She missed Glen every day, all day long, but she hadn’t realized how much she missed simple conversation with others until tonight. It was also a pleasure to watch the two of them work, touching every time they came close. Abby couldn’t even be jealous of this perfect harmony when she knew how long Jason had waited for Sara to come into his life. Especially not when they served thin broiled steak covered in tomato kiwi salsa and angel hair pasta tossed with olive oil, fresh parmesan cheese, and small cuts of asparagus.
“Oh my gosh,” she groaned after the first few mouthfuls. “Do you two cater?”
****
By the weekend she wondered if there wasn’t a secret campaign to keep her from being alone. David and Romney showed up at her office on Friday afternoon and announced they were going upstairs to clean her condo. She balked briefly, because there was an order to her piles and she hated people straightening them out for her, but they were relentless so she finally gave in.

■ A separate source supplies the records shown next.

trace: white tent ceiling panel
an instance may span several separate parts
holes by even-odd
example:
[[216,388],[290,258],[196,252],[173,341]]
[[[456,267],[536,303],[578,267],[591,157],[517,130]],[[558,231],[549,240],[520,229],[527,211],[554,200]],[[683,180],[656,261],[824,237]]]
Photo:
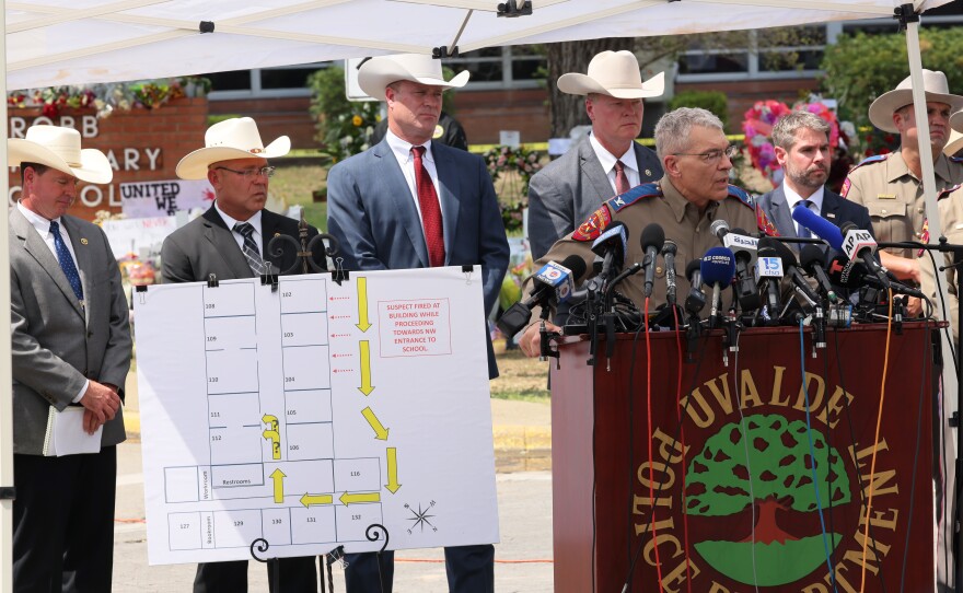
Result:
[[[8,88],[308,63],[449,46],[755,28],[886,16],[891,0],[39,0],[7,3]],[[936,0],[932,8],[950,0]],[[491,10],[477,10],[491,7]],[[472,10],[476,9],[476,10]],[[214,32],[201,34],[201,21]],[[461,35],[460,35],[461,32]]]

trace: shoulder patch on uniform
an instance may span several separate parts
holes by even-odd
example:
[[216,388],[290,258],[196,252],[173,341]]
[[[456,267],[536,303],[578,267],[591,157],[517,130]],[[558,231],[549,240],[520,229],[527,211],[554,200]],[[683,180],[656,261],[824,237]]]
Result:
[[729,186],[729,197],[738,199],[744,206],[747,206],[747,207],[752,208],[753,210],[755,210],[755,208],[756,208],[756,200],[754,200],[753,197],[749,195],[749,191],[746,191],[745,189],[743,189],[741,187],[730,185]]
[[601,208],[592,212],[592,216],[585,222],[576,229],[572,233],[572,239],[576,241],[595,241],[602,234],[602,231],[608,226],[610,222],[612,222],[612,214],[608,213],[608,208],[603,204]]
[[605,204],[607,204],[613,211],[618,212],[623,208],[627,208],[642,198],[653,198],[661,195],[662,189],[659,188],[659,184],[643,183],[642,185],[633,187],[624,194],[611,198]]
[[939,201],[939,200],[941,200],[941,199],[943,199],[943,198],[949,197],[950,194],[952,194],[953,191],[960,189],[961,187],[963,187],[963,184],[956,184],[956,185],[954,185],[953,187],[948,187],[948,188],[943,189],[942,191],[940,191],[939,196],[937,196],[937,201]]

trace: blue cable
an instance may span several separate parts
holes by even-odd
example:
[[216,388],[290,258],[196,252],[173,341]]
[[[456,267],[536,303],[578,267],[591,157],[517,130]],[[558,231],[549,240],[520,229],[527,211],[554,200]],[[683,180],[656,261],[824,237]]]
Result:
[[[826,567],[829,569],[829,582],[836,591],[836,575],[833,573],[833,559],[826,538],[826,522],[823,520],[823,503],[820,500],[820,480],[816,476],[816,453],[812,443],[812,423],[809,416],[809,385],[805,382],[805,341],[803,340],[802,319],[799,321],[799,367],[802,372],[802,393],[805,396],[805,434],[809,437],[809,455],[812,458],[813,487],[816,491],[816,509],[820,511],[820,528],[823,532],[823,550],[826,553]],[[829,463],[829,447],[826,447],[826,463]],[[833,496],[833,492],[829,492]]]

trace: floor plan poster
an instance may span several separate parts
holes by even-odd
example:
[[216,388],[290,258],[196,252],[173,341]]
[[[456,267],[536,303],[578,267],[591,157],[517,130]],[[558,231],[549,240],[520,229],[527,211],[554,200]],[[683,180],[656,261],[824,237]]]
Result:
[[[495,543],[476,267],[135,295],[152,565]],[[372,533],[373,535],[373,533]]]

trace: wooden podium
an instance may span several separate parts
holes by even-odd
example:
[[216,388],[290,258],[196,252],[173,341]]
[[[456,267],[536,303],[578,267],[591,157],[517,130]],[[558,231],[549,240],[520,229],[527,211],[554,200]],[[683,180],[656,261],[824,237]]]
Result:
[[660,590],[657,555],[666,592],[692,579],[698,593],[827,593],[831,565],[836,591],[860,591],[867,516],[862,591],[933,590],[932,325],[891,336],[875,447],[885,325],[829,329],[817,358],[807,329],[802,359],[798,328],[749,329],[728,365],[721,335],[703,336],[680,406],[685,337],[650,334],[651,407],[646,336],[633,338],[619,335],[611,360],[601,341],[595,367],[588,339],[565,338],[553,364],[555,591],[618,593],[639,546],[628,591]]

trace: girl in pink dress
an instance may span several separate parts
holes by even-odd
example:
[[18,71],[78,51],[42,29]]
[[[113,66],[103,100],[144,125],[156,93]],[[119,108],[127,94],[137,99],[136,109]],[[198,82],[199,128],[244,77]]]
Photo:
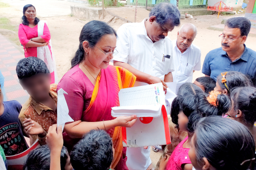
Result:
[[31,4],[24,6],[23,14],[18,34],[24,48],[25,57],[35,57],[42,60],[50,71],[51,84],[57,83],[56,65],[51,51],[51,34],[47,25],[36,17],[35,8]]

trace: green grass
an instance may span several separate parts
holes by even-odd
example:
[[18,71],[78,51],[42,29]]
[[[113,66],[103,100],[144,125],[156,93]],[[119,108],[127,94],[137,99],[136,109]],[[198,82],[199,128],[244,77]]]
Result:
[[16,37],[15,38],[9,38],[9,39],[17,45],[20,45],[20,39],[19,39],[18,37]]
[[9,6],[10,6],[8,3],[0,2],[0,8],[9,7]]
[[15,26],[11,25],[9,19],[5,17],[0,18],[0,28],[7,29],[13,31],[18,31]]

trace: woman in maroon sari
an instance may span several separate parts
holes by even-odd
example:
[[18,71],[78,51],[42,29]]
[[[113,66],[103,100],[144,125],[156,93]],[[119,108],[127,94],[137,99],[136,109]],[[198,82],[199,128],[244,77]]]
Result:
[[79,48],[71,61],[72,68],[60,81],[69,115],[78,125],[65,125],[64,145],[72,149],[86,133],[92,129],[105,130],[112,138],[115,149],[112,168],[128,170],[126,148],[122,147],[121,127],[130,127],[135,115],[111,116],[111,107],[118,106],[120,89],[133,87],[136,77],[120,67],[109,65],[116,42],[116,33],[106,23],[92,21],[85,24],[79,37]]

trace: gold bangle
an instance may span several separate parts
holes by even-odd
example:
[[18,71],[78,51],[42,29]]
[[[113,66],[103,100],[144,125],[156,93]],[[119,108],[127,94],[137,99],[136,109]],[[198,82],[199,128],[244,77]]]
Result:
[[46,131],[45,131],[45,130],[44,129],[44,128],[43,128],[43,129],[44,130],[44,132],[45,133],[45,136],[44,136],[42,138],[44,138],[46,137],[46,136],[47,136],[47,133],[46,132]]
[[106,130],[106,127],[105,127],[105,124],[104,124],[104,120],[103,120],[102,121],[102,122],[103,122],[103,125],[104,125],[104,128],[105,128],[105,131],[107,131],[107,130]]

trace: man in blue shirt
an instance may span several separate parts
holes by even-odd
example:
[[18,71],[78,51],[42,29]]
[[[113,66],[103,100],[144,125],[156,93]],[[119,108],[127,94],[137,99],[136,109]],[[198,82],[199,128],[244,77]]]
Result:
[[256,85],[256,52],[244,44],[250,29],[250,22],[244,17],[228,19],[219,36],[221,48],[207,54],[202,73],[216,80],[221,73],[239,71],[248,75]]

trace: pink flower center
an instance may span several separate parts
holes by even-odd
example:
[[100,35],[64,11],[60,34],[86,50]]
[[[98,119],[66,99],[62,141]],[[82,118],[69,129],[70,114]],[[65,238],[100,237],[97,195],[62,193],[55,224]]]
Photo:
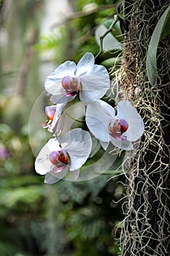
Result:
[[57,167],[56,172],[65,169],[69,162],[69,156],[63,149],[51,152],[49,155],[49,159],[53,165]]
[[68,97],[77,94],[80,90],[80,82],[76,78],[67,75],[63,78],[61,83]]
[[115,139],[120,140],[125,140],[126,136],[123,136],[123,133],[125,132],[128,129],[128,124],[125,119],[116,119],[109,124],[109,133]]
[[56,112],[56,107],[55,106],[47,106],[47,107],[45,107],[46,116],[51,121],[53,120],[55,112]]

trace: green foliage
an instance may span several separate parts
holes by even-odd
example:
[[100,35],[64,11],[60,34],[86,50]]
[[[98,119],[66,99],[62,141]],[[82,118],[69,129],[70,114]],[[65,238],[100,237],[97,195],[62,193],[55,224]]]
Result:
[[159,42],[170,34],[170,6],[158,20],[151,37],[147,54],[147,75],[152,85],[157,82],[157,50]]

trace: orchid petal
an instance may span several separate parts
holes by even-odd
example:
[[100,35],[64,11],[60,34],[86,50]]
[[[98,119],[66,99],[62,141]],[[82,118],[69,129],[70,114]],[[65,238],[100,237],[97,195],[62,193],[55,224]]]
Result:
[[133,144],[128,140],[117,140],[110,135],[110,140],[112,143],[116,147],[123,149],[123,150],[131,150],[134,148]]
[[82,84],[80,99],[82,101],[99,99],[106,94],[110,86],[107,70],[101,65],[94,65],[90,72],[80,76],[80,78]]
[[128,129],[123,133],[129,141],[138,140],[144,133],[144,123],[136,109],[128,101],[121,101],[117,104],[118,119],[125,119],[128,124]]
[[101,146],[104,150],[107,150],[107,148],[109,146],[109,142],[101,141],[100,140]]
[[45,88],[51,94],[62,94],[62,79],[67,75],[74,76],[76,69],[76,64],[73,61],[67,61],[59,65],[50,75],[47,76]]
[[112,118],[115,117],[115,110],[109,104],[101,99],[99,99],[99,102],[101,107],[103,107],[103,110],[107,115],[110,116]]
[[79,169],[86,162],[91,151],[92,140],[88,132],[77,128],[66,133],[61,144],[70,157],[72,171]]
[[79,178],[80,169],[72,170],[71,175],[74,181],[76,181]]
[[108,127],[112,118],[110,113],[101,107],[99,102],[88,105],[85,115],[86,124],[93,135],[99,140],[109,140]]
[[50,97],[50,101],[55,104],[63,104],[71,102],[75,99],[77,94],[74,96],[67,96],[67,94],[64,89],[62,89],[62,92],[58,95],[52,95]]
[[90,72],[93,66],[93,55],[91,53],[86,53],[77,64],[75,75],[80,77]]
[[61,149],[59,142],[56,139],[50,139],[42,148],[35,161],[35,170],[37,173],[45,175],[53,168],[48,156],[53,151]]

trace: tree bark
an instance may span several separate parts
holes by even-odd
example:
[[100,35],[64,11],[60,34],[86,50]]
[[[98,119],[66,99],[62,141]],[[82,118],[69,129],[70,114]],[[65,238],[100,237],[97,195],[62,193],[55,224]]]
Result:
[[145,65],[152,31],[169,4],[167,0],[134,0],[124,20],[128,32],[119,82],[125,91],[124,98],[142,116],[145,132],[139,146],[136,143],[136,150],[127,154],[123,256],[168,256],[170,252],[169,36],[159,44],[158,80],[154,88],[147,78]]

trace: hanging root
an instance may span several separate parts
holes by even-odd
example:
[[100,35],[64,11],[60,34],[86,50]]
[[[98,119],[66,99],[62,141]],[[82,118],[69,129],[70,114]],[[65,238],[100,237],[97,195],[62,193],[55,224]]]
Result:
[[[156,4],[155,4],[156,2]],[[144,122],[144,135],[126,154],[125,219],[121,255],[168,256],[169,248],[170,37],[159,45],[158,79],[152,88],[146,54],[152,30],[168,1],[135,1],[123,62],[113,80],[117,100],[128,99]]]

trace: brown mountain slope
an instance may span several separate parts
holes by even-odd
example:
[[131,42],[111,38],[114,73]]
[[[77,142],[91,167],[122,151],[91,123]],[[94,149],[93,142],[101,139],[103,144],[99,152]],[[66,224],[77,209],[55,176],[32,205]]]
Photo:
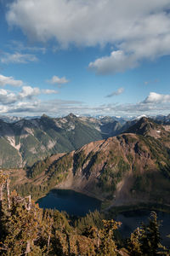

When she went upstairs after work, the place was spotless. Romney sprawled across her sofa in that carefree, boneless way of his as if he hadn’t spent the last two hours toiling.
“Where’s David?” she asked.
“Gone back to The Gables to get ready for dinner service.” Rolling to an upright position, he said, “By the way, you’re invited to a baby shower there next Saturday.”
“I am?”
“Jason asked David to pass the invitation along, so I’m the third hand messenger.”
“It’s for Sara, then?”
“Yep. One o’clock sharp. Big brother asked her to play piano for a special function to get her there. He’s letting them use the back dining room for it.”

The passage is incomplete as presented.